Economics can be broadly classified as Microeconomics and Macroeconomics. These have different objectives that are required to be achieved; the instruments for achieving these objectives, i.e., policies can be classified as fiscal, monetary, income, and foreign exchange. The first points to the operation of the government treasury, its two major elements being public expenditure and taxation. The second points to the total supply of money in the economy.
The supply of currency jointly with bank deposits has a direct effect on rates of interest investment, and in turn, on the total output, besides influencing the level of employment and prices. The third aims at controlling prices, thus fixing the way national income is shared by various groups of the society. These policies also produce effects on employment and economic growth. The fourth one works through licensing, quotas, import duties, export bounties, etc., thus determining the exchange rate and maintaining steadiness. All these policies aim at carrying desired changes in foreign trade and payments on foreign accounts.

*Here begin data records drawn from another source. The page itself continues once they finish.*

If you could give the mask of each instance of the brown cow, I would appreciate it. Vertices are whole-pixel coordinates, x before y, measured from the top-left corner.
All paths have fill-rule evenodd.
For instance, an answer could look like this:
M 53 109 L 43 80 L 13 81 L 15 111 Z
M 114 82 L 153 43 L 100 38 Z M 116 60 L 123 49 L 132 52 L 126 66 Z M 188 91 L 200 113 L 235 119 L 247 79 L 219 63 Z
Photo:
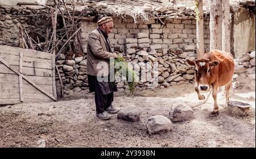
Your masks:
M 195 66 L 195 89 L 198 98 L 200 100 L 205 98 L 200 94 L 200 90 L 212 89 L 214 106 L 210 115 L 218 115 L 218 106 L 217 103 L 218 86 L 225 86 L 226 102 L 229 101 L 229 90 L 232 86 L 232 77 L 234 71 L 233 56 L 228 52 L 213 50 L 204 54 L 203 58 L 195 60 L 186 59 L 186 61 L 188 64 Z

Objectives of Fiscal Policy
Its role in developed economies is to maintain full employment and stabilize growth. In contrast, in developing countries, it is used to create an environment for rapid economic growth. The various aspects of this are:
Mobilization of Resources
Developing economies are characterized by low levels of income and investment, which are linked in a vicious circle. This can be successfully broken by mobilizing resources for investment energetically.

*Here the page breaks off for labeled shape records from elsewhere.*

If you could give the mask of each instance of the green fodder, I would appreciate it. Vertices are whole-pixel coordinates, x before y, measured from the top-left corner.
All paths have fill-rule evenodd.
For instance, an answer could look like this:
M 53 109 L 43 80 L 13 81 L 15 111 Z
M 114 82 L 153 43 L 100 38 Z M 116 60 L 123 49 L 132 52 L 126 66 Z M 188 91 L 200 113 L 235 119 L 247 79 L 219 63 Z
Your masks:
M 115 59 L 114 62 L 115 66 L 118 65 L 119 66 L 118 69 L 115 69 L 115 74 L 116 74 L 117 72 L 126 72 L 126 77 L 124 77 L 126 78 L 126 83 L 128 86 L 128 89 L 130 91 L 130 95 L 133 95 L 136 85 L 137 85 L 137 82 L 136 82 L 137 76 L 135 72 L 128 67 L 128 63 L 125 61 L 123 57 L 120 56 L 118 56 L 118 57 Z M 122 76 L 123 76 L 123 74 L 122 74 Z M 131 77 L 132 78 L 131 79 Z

Acceleration of Economic Growth
The government not only has to mobilize more resources for investment but also direct the resources to those channels, where the yield is higher and the goods produced are socially acceptable.
Minimization of the Inequalities of Income and Wealth
Fiscal tools can be used to bring about the redistribution of income in favor of the poor by spending revenue so raised on social welfare activities.
Increasing Employment Opportunities
Financial incentives, in the form of tax-rebates and concessions, can be used to promote the growth of those industries that have high employment-generation potential.
Fiscal tools can be employed to contain inflationary and deflationary tendencies in the economy.
It has been a great success in developed countries, but only partially so in developing countries. The tax structure in the developing countries is rigid and narrow. Thus, conditions conducive to the growth of well-knit and integrated tax policies are absent and sorely missed. Following are some of the reasons that are hindrances for its implementation in developing countries:
- A sizable portion of most developing economies is non-monetized, rendering fiscal measures of the government ineffective and self-defeating.
- Lack of statistical information with regards to the income, expenditure, savings, investment, employment, etc., makes it difficult for the public authorities to formulate a rational and effective fiscal policy.
- It cannot succeed unless people understand its implications and cooperate with the government in its implication. This is because, in developing countries, majority of the people are illiterate.
- Large-scale tax evasion by people, who are not conscious of their roles in the development, has an impact on the policy.
- It requires efficient administrative machinery to be successful. Most developing economies have corrupt and inefficient administrations that fail to implement the requisite measures vis-à-vis the implementation of this policy.
Among the various tools of fiscal policy, following are the most important ones:
It may be used to boost the level of economic activity during periods of recession or deceleration in economic activity. This is done by lowering taxes or increasing government expenditure.
During the boom, i.e., when the economy is growing beyond its capacity, inflation and balance of payment problems might result. This can be achieved by increasing taxes or by reducing government expenditure.
It would perhaps be too simplistic to conclude that fiscal policy is the most important tool of financial correction and consolidation, especially that undertaken by the government. However, there is no reason to neglect this very powerful tool that is in the hands of governments and central banks all over the world. If used properly, it can determine the broad direction the economy of a given country is going to take.